Once again, our favorite Keynesian, Paul Krugman has come up with a sugary and nonsensical idea in today’s column entitled The Twinkie Manifesto. In this bit of nonsense, the good Mr. Krugman harkens back to the golden age of cartoons and the Howdy Doody Show, and claims that in those wonderous times all was better because nefarious corporate executives (maybe Don Draper) were taxed at a reasonable marginal rate of just 91 percent, and because mythical union bosses were ensuring that America’s workers were receiving good wages and guaranteed middle class lifestyles.
Cartoon characters are not real, and neither are Krugman’s claims. While we all hearken back to when we were kids, the facts are always not what they seem. Krugman is 59 years old and his glory days were in the early 1960s – the Mad Men years. These were the years of Camelot, and moon launches. Of course they were also the years of VietNam – though we really did not pay much attention to the war until after Tet in 1968. In Krugman’s wonder years you could not get strawberries at any time of the year, you rarely experienced the wonder of air conditioning, and if you were lucky there were 4 channels on your TV.
Subjective memory is one thing, but subjective statistics are another. In Krugman’s case, the claim that labor was better compensated in the glory days is simply not correct. Examining data from the Bureau of Economic Analysis, it is easy to see that the percent of national income going to capital has remained pretty constant since Krugman’s glory days, peaking in 1989 at just under 27 percent. More recently the percentage of national income going to capital is closer to 22 percent. This does not tell all of the story. In fact, as more and more individuals have entered the stock market, and as more people rely on pension income – that in part comes from capital investment – a much larger portion of middle class income is actually capital income.

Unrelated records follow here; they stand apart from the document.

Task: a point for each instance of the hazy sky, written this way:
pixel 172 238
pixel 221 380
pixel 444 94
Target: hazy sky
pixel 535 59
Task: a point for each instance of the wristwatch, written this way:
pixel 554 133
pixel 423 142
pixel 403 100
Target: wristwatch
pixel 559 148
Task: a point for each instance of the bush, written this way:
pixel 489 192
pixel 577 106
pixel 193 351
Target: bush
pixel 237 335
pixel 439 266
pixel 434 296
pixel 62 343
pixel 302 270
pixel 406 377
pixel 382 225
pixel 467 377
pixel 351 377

The interesting statistic is the one that Krugman fails to mention. The percentage of national income made up of government transfer payments has literally exploded since his glory days, rising from just 5.6 percent the year Krugman was born to a whopping 27.4 percent last year. Knowing the good doctor’s twisted use of statistics, I’m amazed that he has not claimed that his birth led to the growth in the Welfare State. Interestingly, as government transfer payments have grown, wages have fallen.
Part of this shift is demographic – the population has gotten older over this period and a larger share is reliant on Social Security, but the real truth is that the Welfare State is crowding out work. From and economics perspective this makes sense. As the growth of entitlements have made more marginal employment a poor choice for the less educated and qualified, they have turned to welfare, and abandoned work. Employers will only pay up to the marginal productivity of workers – and since workers can substitute welfare for work at a price point higher than their marginal productivity they do.
The real issue is not that low taxes on capitalists have pushed wages down – it’s that high taxes on capital, and incentives not to work have led to a shift from labor income to rent seeking.